Il y a l’évidence par Marc Aurèle : « Accomplir chaque action comme si c’était la dernière. » Pour tout être de bonne volonté, cela crée une responsabilité supérieure : que cette dernière action ne soit pas une mauvaise action. J’avoue craindre sans cesse de déroger à cette évidence. Alors je me concentre de plus en plus sur les actes de ma vie. J’éloigne de moi, autant que faire se peut, la désinvolture, la lâcheté, la facilité, l’habileté. Je tente à chaque fois la rigueur nécessaire. C’est parfois harassant. J’ai beaucoup fui ma vie, à la vérité.
Encore cette évidence de Marc Aurèle : « Exercez-vous à regarder les choses dans leur nudité. » Je repense à la Déclaration des Droits de l’Homme de 1789, et aux mesures qui doivent conduire au bonheur commun : http://
1/ Secours aux plus démunis.
2/ Distribution aux indigents des biens pris aux ennemis de la révolution.
3/ Taxation, châtiments des accapareurs.
Et Benjamin Constant d’affirmer : « Que l’autorité se borne à être juste, nous nous chargerons d’être heureux. »
Et Kant : « Seule la droiture morale décide de la valeur d’une vie. »
Diriger un théâtre, tout en mettant en scène, en écrivant, en jouant, en inventant le quotidien d’une maison presque toujours ouverte, c’est être en mouvement. Il ne s’agit pas évidemment de créer "du temps vide". Il s’agit de créer des espaces de liberté qui rendent accessibles "les œuvres capitales de l’humanité au plus grand nombre" (décret du 29 juillet 1959).

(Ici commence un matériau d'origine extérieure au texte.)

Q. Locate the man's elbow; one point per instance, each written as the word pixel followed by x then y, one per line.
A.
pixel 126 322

Quand on est libre, on est disponible. Et c’est cette disponibilité-là qu’il faut chercher dans l’autre, en chacun. Alors nous serons rassemblés dans "l’ordre de l’esprit". Nietzsche évoquait la religion du bien-être. Il s’insurgeait "contre l’idéologie du Troupeau" ; contre "l’aspiration servile au repos", s’emportait contre "le culte des loisirs », qui flatte la paresse. Voilà bien une attitude désastreuse : la paresse. Il y a tant à faire, tant à donner, tant à aimer. Surmontons les résistances, ne laissons pas s’installer le laisser-aller, le fatalisme, la résignation ou le cynisme. Toujours Nietzsche : « Soyons les poètes de notre existence, inventons notre vie. » La paresse me terrorise et je dois reconnaître que je lui mène une guerre permanente.
Pour revenir à Spinoza (pourquoi pas) : « Le désir comme une puissance de vie, comme le légitime mouvement vers l’estime de soi et la joie de vivre. » La paresse et le désir, voilà bien deux ennemis irréductibles.
Prennent fin six mois d’intense travail à la Croix-Rousse. Trois mois de répétitions pour le diptyque Zola/Andersen, et trois mois de représentations. Pas loin d’une cinquantaine de représentations de La Petite Fille aux allumettes et de Thérèse Raquin (en alternance). Des salles pleines, une critique élogieuse dans son ensemble, beaucoup de confrères se sont déplacés. Mais c’est surtout la fréquentation quotidienne de ces deux monstres sacrés que sont Zola et Andersen. Ils nous ont "tirés vers le haut" comme on dit vulgairement. Ils nous ont inspirés : Zola avec son regard impitoyable sur la condition humaine. Oui, nous sommes capables d’être monstrueux et cette monstruosité-là est en nous. Il y a comme un plaisir sauvage à s’y résoudre. Nous sommes capables de dépasser toutes les limites de la raison. Par amour ? Plutôt par orgueil, par vanité, par goût de la perdition, par détestation de soi. Comme si à l’évidence nous prenions conscience que nous ne sommes pas "aimables". Zola, une force de la nature, un monstre évidemment. Un critique a salué l’audace du spectacle : C’est que Zola nous a fasciné dans son "emportement viscéral".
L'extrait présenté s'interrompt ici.